Akhir semester ketiga belasnya, tepat dengan selesainya mata kuliahku yang diambilnya, dia juga menyelesaikan skripsinya. Mataku berbinar saat mendapati surat tugas untuk menguji skripsi itu. Untuk pertama kalinya aku menguji skripsi dan skripsinya yang harus aku uji. Menjelang hari itu pun aku harus menebalkan telinga atas pembicaraan dosen lainnya tentangnya. Mahasiswa yang telat lulusnya. Mahasiswa yang bla bla bla… yang kemudian jika kesan negatif itu kutangkap, ada yang berdenyut di ujung hatiku. Bisa membela apa dosen muda yang baru mengajarnya satu semester.
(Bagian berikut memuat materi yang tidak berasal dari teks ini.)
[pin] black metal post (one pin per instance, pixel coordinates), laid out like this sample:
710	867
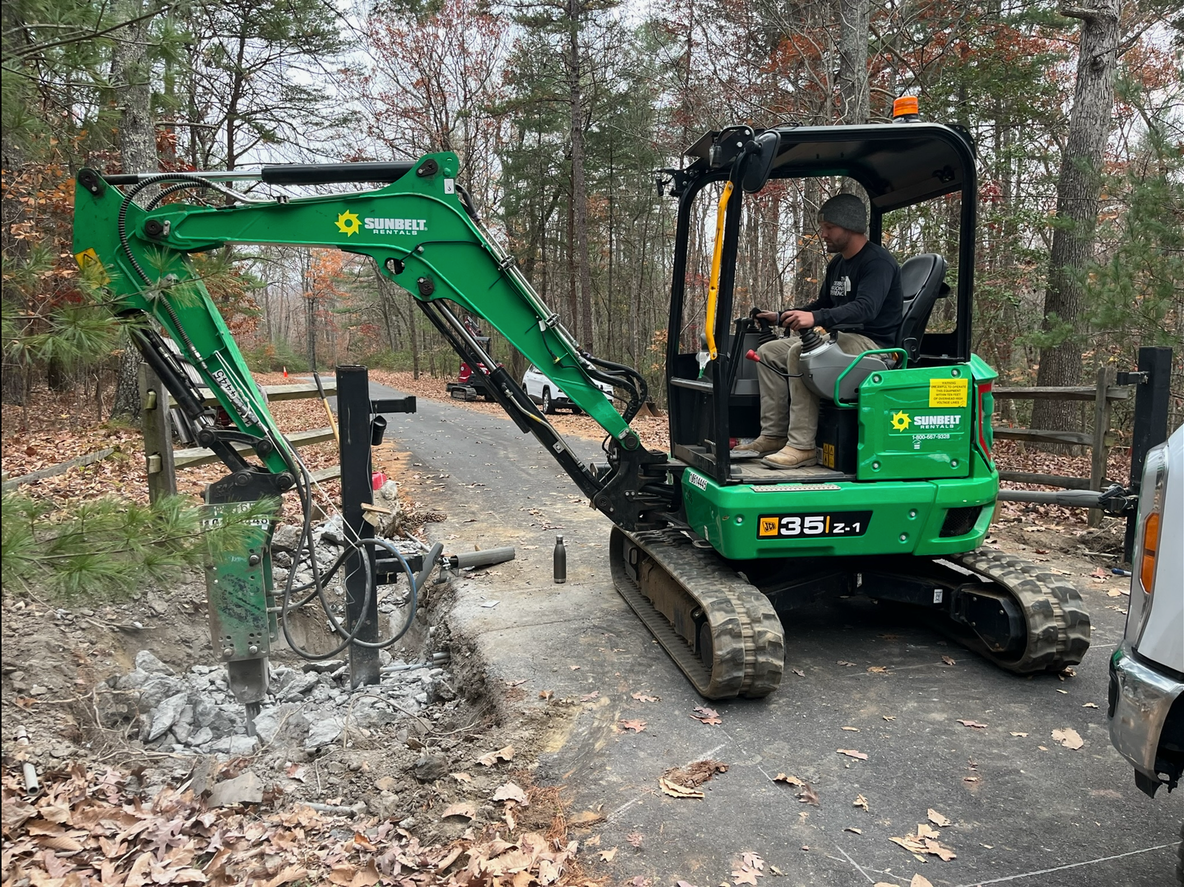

Maka di ruang ujian skripsi itu dia membuktikan kecerdasannya tentang sastra. Dia mempertahankan tulisannya yang meskipun tidak sempurna, tapi sangat layak untuk mendapatkan nilai istimewa.
“Selamat ya,” kataku formal usai ujian.

“Terima kasih,” sahutnya dengan tatap tepat di manik mataku. Dia seperti ingin menyampaikan sesuatu. Jantungku berdetak lebih cepat. Aku buru-buru menunduk, membereskan berkas sekretaris ujian. Langkahku kemudian gegas menyusul ketiga dosen lainnya yang telah keluar ruangan.

“Bu Aira!” panggilnya saat aku di koridor.
Aku menghentikan langkah, memutar badan. Sementara ketiga rekanku terus berjalan.
“Ya?”
“Saya ingin bicara,”
“Soal revisi skripsi?” aku berusaha mencairkan kekikukannya.
“Bukan, eh, iya…”

Aku tersenyum. “Kerjakan saja dulu seperti saran dari semua penguji, setelah itu kita bisa bertemu,” jawab saya profesional.
Tatap matanya meredup. “Baik, Bu.”

Sungguh, jika tidak dalam posisi seperti ini, aku akan lebih banyak memberinya peluang. Perbincangan kami sebelumnya di saat formal ataupun tidak, telah mampu mencipta selaksa kesan. Dia pria yang menyimpan kebaikan dan merahasiakan kecerdasan. Langkah kakiku meninggalkannya begitu berat. Bahkan saat di tikungan koridor, ekor mataku masih menangkap sosoknya tetap berdiri melihat ke arahku. Maafkan aku, Irfan.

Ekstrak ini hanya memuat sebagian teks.